Women. Whenever they don’t want to help you look for something you need, they bring large quantities of unwanted, uncalled for, and completely unnecessary logic to bear.

“And, furthermore, why are you obsessing over doing something that’ll take, at best, 10 minutes to do and could just as well be done the night before you leave?”

To this question, I gave the standard male response which, to this day, has never been understood by the female of the species.

“Because I need to.”

“Right. You need to. Now there’s a really good answer. I swear, when you get like this, I wonder why I didn’t marry Jimmy Schmidt.”

“I guess that means you’re not going to help me find it.”

“No, I’m not. What I’m going to do is go to bed. Tomorrow, I’ll go down to the sporting goods store, talk to the nice person behind the counter and tell him that I’m married to a loon who needs to sharpen his hunting knife at 10 p.m. on a Saturday night six months before hunting season.
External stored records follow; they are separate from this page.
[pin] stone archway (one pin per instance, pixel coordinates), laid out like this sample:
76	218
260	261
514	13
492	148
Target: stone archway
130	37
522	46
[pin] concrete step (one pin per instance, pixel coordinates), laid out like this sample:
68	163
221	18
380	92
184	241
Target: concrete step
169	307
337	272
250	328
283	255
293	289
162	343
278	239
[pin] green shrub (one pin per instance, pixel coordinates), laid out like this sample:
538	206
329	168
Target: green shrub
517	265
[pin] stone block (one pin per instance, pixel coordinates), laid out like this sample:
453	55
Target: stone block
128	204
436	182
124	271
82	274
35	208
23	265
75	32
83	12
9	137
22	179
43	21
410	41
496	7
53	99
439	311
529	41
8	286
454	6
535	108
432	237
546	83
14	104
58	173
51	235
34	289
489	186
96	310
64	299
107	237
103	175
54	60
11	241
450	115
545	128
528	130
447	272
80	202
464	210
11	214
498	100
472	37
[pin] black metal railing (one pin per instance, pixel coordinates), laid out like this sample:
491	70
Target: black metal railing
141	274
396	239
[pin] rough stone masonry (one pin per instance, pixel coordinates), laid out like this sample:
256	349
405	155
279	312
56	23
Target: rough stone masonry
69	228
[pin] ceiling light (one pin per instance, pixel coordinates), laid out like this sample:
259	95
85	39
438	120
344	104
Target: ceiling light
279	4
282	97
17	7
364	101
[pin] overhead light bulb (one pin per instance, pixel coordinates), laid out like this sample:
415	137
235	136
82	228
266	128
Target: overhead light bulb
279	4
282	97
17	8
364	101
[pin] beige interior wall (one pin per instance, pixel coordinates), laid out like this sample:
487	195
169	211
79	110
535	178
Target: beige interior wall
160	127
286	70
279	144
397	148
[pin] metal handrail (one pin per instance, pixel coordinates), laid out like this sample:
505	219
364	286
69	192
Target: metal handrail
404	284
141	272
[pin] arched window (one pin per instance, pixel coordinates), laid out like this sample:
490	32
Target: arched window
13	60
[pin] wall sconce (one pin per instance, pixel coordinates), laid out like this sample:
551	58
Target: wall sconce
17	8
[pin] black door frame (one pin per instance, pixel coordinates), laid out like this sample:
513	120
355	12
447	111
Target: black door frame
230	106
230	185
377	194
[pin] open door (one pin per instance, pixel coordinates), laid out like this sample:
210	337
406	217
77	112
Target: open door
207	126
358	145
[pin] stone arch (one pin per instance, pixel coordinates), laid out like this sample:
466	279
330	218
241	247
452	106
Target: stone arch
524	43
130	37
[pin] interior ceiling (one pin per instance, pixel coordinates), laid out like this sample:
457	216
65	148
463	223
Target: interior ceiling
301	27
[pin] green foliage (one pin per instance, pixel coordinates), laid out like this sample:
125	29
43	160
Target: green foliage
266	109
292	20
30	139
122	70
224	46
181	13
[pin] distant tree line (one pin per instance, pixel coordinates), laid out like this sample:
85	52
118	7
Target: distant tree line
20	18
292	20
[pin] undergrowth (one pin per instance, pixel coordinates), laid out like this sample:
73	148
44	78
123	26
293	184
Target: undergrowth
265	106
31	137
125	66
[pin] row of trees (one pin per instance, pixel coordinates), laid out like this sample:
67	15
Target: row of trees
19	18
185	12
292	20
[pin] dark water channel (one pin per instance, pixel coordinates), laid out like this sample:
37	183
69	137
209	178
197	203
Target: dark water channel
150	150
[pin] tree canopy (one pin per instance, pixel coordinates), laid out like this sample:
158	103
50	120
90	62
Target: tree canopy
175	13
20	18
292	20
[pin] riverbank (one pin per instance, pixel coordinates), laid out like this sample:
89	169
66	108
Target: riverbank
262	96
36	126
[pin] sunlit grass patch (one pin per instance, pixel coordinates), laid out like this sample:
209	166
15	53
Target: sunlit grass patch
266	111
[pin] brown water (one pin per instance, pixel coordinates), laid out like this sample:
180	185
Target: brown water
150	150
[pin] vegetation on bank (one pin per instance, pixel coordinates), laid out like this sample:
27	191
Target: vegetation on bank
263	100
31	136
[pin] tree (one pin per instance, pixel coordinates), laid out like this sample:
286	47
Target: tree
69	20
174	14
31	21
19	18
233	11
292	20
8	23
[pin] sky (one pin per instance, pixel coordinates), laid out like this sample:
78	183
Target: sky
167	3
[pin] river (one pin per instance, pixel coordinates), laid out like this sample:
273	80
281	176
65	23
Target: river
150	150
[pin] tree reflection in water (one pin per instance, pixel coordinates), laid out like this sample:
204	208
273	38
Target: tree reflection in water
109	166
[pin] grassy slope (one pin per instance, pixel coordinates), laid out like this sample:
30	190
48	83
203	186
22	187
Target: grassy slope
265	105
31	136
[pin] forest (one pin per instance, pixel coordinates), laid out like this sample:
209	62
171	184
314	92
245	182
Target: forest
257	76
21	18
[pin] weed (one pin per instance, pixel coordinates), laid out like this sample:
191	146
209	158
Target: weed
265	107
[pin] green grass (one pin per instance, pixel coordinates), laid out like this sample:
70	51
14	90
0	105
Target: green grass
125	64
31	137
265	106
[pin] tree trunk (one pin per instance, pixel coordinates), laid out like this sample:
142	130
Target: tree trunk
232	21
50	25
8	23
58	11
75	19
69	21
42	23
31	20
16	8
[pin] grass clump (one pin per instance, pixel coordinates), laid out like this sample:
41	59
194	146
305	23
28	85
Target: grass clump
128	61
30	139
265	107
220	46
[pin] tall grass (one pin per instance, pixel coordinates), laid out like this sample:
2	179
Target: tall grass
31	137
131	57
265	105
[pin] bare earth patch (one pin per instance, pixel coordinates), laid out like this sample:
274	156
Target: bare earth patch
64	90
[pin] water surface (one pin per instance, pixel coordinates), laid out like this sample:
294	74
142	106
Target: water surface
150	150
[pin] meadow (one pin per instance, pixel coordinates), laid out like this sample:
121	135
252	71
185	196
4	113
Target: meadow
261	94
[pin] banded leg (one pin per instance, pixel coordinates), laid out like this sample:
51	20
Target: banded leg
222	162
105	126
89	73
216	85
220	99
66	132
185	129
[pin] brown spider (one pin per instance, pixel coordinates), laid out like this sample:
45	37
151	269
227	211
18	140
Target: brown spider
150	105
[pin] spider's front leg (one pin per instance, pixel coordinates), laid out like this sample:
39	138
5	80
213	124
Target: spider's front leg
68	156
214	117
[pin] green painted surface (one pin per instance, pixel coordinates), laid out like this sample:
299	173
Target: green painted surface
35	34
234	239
Then I’ll buy you another stone. That way we’ll keep the household sane.”

“I don’t want another stone. I want my stone.”

“You still don’t get it. As soon as I buy you a new one, the old one will turn up. Then there’ll be two. I’ll let you keep the new one and I’ll put the old one away in a place where normal people would put such things – like with your hunting gear – so that I won’t have to go through all of this again.”

Again, that detestable logic.

So, she bought me a new stone. Several days later the old one turned up. I’d put it in the back of the bathroom closet behind the towels. I remember putting it there thinking that, when I needed it, I’d also get an old towel to use as a rag and I’d be all set to go.

Anyway, I’ve now finished sharpening my knife in plenty of time for hunting season.

My wife, however, still thinks that there are times when I’m dumber than a box of bent nails.

There’s just no understanding in them.

It’s a cross we bear.

Larry Simoneaux lives in Edmonds. Comments can be sent to larrysim@att.net.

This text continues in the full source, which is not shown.